Until now, this team of researchers had made several advances in the design and manufacturing of these structures, but they were very limited in terms of shape-design and programming of intelligent responses. The work presented in their latest study, published in the journal Advanced Materials Technologies, has allowed them to open up new possibilities by developing a novel4D printing methodology. “This technology allows us to not only control the way we print three-dimensional structures, but also to give them the ability to change their properties or geometry in response to the action of external magnetic fields, or the ability to modify their electric properties when they deform,” explains one of the researchers, Daniel García González, head of the ERC 4D-BIOMAP (GA 947723) project and associate professor in UC3M’s Department of Continuum Mechanics and Structure Theory.
This type of printing is complex since the material to be extruded transitions from liquid to solid during the printing process. It is therefore necessary to understand the material dynamics to adapt the manufacturing process and obtain a material which is sufficiently liquid when it flows through the printer nozzle but, at the same time, solid enough to maintain a specific shape. To this end, they have developed an interdisciplinary methodology that combines theoretical and experimental techniques allowing them to build the printing device from scratch, both the physical part of the device (the hardware) and the computer programmes that allow it to be controlled (the software).
A self-healing material
The researchers have also developed a new material concept that is capable of healing itself autonomously without the need for external action, according to another recent publication in the journal Composites Part B: Engineering. “This material consists of a soft polymer matrix embedded with magnetic particles with a remanent field.
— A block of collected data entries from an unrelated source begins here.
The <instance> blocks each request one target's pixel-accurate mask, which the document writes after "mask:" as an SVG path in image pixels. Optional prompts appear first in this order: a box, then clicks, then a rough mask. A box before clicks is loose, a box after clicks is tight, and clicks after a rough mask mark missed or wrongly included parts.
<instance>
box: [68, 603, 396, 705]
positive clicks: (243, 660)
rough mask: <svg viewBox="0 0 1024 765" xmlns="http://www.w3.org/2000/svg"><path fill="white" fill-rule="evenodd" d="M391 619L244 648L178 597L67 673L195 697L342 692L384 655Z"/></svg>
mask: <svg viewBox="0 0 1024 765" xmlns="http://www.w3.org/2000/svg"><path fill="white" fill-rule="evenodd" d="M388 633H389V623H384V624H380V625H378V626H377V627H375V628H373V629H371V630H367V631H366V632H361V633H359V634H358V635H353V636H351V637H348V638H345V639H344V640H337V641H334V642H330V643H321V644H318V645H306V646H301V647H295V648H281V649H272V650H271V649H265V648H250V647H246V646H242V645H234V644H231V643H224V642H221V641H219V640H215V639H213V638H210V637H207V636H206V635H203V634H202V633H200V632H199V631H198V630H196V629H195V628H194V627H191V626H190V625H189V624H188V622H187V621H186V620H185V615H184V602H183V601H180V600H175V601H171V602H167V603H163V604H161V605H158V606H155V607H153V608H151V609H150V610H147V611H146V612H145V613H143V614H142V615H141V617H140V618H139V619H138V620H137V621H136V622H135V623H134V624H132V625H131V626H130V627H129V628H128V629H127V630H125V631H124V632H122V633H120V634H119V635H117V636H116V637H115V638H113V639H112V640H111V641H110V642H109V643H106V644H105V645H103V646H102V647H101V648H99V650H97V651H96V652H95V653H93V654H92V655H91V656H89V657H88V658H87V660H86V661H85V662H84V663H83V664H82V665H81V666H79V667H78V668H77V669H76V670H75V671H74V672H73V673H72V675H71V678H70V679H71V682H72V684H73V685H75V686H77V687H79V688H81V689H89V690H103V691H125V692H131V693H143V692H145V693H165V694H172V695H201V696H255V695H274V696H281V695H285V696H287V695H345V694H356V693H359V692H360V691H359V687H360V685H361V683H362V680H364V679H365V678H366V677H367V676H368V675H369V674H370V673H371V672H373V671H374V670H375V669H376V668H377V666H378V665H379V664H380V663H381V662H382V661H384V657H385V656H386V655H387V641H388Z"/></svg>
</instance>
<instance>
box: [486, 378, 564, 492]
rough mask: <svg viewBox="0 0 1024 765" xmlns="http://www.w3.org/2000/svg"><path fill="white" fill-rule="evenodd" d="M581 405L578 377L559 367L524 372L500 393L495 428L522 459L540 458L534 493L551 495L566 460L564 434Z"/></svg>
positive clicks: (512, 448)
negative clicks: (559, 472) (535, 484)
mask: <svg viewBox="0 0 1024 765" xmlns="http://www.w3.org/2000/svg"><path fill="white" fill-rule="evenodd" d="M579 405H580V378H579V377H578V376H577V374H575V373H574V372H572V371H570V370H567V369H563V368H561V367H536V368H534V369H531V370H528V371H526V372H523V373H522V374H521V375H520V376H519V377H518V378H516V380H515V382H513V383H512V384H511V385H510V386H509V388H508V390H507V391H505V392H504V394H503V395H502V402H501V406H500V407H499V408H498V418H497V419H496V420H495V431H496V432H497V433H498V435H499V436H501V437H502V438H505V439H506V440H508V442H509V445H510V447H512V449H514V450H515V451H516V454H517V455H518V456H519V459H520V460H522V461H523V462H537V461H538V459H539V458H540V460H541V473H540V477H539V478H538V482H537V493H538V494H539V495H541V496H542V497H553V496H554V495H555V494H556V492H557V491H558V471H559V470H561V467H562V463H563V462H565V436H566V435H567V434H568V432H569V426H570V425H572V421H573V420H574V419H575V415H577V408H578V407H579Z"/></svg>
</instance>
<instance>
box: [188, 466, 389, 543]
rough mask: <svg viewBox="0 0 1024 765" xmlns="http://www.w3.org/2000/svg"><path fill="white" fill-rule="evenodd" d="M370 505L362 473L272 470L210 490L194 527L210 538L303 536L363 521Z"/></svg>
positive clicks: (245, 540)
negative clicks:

For practical purposes, it is as if we had small magnets distributed in the material, so that, if it breaks, when the resulting parts are brought together again, they will physically join recovering their structural integrity,” says Daniel García González.
Thanks to these advances, which have led to several registered patents, these scientists have been able to print three types of functional materials: some that change their shape and properties in response to external magnetic fields; others with self-healing capability; and others whose electrical properties (conductivity) vary according to their shape or deformation. With the first type of material, they have developed smart substrates to transmit forces and signals to cellular systems, so that they can influence biological processes such as cell proliferation or migration. These materials can also be used to design soft robots whose performance can be controlled by magnetic fields.
The combination of materials with self-healing capabilities and whose electric conduction properties vary with deformation opens up enormous possibilities in the development of sensors. “We can think of sensors that, attached to our body, collect information about our movement from variations in electric conductivity. In addition, the material’s self-healing capability allows the design of sensors with binary signals. For example, if we have had a knee injury and need to limit rotation to a maximum value, we can incorporate a small band of this material over our joint. This way, when we exceed this maximum rotation, the material will break showing an abrupt change in its electric properties, thus providing a warning signal. However, when returning the knee to a relaxed state, the material’s healing capability will result in recovery of the electric signal. This way we can monitor our movements and warn of risky conditions after surgery or during rehabilitation periods,” says Daniel Garcia González.